Carlo Azeglio Ciampi l’epigrafe se l’è scritta da sé, citando San Paolo a Timoteo: “Ho combattuto la buona battaglia, ho terminato la corsa, ho conservato la fede”. La sua fede era quella di un borghese, nato a Livorno nel 1920, che dopo l’armistizio si rifiutò di servire il nazi fascismo, nel 48 si iscrisse alla CGIL e tenne la tessera, in banca d’Italia fino al 1980. Il suo segreto lo racconta Roberto Napoletano sul Sole: «l’ansia ci permette di vedere prima i problemi, e quindi può essere un vantaggio. A una condizione, però, che si individui un metodo per gestirla». Presidente, lei lo ha trovato? «Sì, una squadra di collaboratori competenti e fidati”. I leader servono, ma la loro forza sta proprio in questo, nella capacità di aver fiducia, di delegare per poi controllare.
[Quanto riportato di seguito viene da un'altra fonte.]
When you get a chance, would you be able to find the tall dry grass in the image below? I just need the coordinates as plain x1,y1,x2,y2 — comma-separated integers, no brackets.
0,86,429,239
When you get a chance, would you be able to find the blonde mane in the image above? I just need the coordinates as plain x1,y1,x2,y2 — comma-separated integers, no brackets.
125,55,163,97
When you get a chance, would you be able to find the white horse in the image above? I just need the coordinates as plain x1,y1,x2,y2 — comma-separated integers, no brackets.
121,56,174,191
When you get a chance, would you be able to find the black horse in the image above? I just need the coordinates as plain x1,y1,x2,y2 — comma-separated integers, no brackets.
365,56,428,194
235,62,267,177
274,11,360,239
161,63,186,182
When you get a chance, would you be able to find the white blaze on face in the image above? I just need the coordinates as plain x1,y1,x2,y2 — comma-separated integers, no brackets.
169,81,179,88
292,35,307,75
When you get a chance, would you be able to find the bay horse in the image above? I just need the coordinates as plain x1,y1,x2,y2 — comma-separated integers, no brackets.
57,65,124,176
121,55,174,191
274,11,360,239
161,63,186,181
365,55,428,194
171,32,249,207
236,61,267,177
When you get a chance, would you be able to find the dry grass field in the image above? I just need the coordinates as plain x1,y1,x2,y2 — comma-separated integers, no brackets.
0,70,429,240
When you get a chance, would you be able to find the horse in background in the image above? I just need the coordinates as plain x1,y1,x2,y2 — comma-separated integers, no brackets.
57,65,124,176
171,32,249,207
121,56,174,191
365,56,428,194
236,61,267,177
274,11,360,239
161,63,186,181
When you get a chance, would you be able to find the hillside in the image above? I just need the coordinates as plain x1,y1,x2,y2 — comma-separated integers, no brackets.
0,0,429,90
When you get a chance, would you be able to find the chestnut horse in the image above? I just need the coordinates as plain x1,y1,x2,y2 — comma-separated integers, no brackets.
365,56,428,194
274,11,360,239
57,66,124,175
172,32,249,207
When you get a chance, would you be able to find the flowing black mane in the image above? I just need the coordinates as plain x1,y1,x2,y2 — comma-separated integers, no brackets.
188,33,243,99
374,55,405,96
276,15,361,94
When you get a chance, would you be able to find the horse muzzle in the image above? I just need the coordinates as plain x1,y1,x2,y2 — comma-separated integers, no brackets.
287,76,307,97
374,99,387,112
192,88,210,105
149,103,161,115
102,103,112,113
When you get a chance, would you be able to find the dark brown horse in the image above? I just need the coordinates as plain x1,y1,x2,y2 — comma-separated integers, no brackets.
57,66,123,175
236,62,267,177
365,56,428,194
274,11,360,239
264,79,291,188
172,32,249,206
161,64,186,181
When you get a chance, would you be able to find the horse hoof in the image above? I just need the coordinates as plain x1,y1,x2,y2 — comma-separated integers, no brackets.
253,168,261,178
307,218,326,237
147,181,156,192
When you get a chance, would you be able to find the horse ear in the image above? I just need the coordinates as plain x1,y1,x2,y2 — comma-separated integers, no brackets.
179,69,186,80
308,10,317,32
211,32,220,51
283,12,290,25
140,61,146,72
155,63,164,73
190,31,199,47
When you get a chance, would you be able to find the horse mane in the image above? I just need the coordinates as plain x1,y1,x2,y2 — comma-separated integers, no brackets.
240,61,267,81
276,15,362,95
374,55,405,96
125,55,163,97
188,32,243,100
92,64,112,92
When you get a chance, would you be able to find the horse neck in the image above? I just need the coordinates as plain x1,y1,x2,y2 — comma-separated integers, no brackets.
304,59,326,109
Un leader che ha rispetto per le sue doti sa ascoltare. Scrive Valentino Parlato: “Le conversazioni tra noi – lui Governatore della banca d’Italia, io giornalista de il manifesto – erano libere, senza da parte sua alcuna riserva, anzi, direi, con una certa curiosità e, per me, di grande stimolo e altrettanta curiosità”. Comunque la pensiate sull’euro è un fatto che Ciampi seppe usare il suo prestigio e la sua tenacia per farci entrare in Europa non dalla porta di servizio, non con il cappello in mano. Oggi Salvini lo definisce “traditore”. Immagino traditore dell’Italia e della sua sovranità monetaria. Che detta dall’erede del Bossi, dall’attuale segretario della Lega Nord, è proprio grossa. Ciampi premier, lo ricordo preoccupato e spaventato quando, il 28 di luglio del 1993, due autobomba mafiose furono fatte esplodere a San Giovanni in Laterano e a San Giorgio al Velabro, nel centro di Roma. Il giorno prima le stragi di via dei Georgofili a Firenze e di via Palestro a Milano. Per il 31 ottobre era stato programmato l’attentato finale: allo stadio olimpico di Roma. “Ebbi paura che fossimo a un passo da un colpo di Stato” confesserà Ciampi. Pochi giorni dopo quello spavento, il 2 agosto, giorno dell’anniversario della strage dalla stazione di Bologna, disse: “È contro la prospettiva di uno Stato rinnovato che si è scatenata una torbida alleanza di forze che perseguono obiettivi congiunti di destabilizzazione politica e di criminalità comune”. Forse non ci capì molto, ma non si piegò. Un’ombra? Ne scrive Valentino Parlato: “non essersi opposto (da presidente della repubblica) all’intervento militare in Kosovo, voluto dall’allora primo ministro Massimo D’Alema per piacere alla Nato.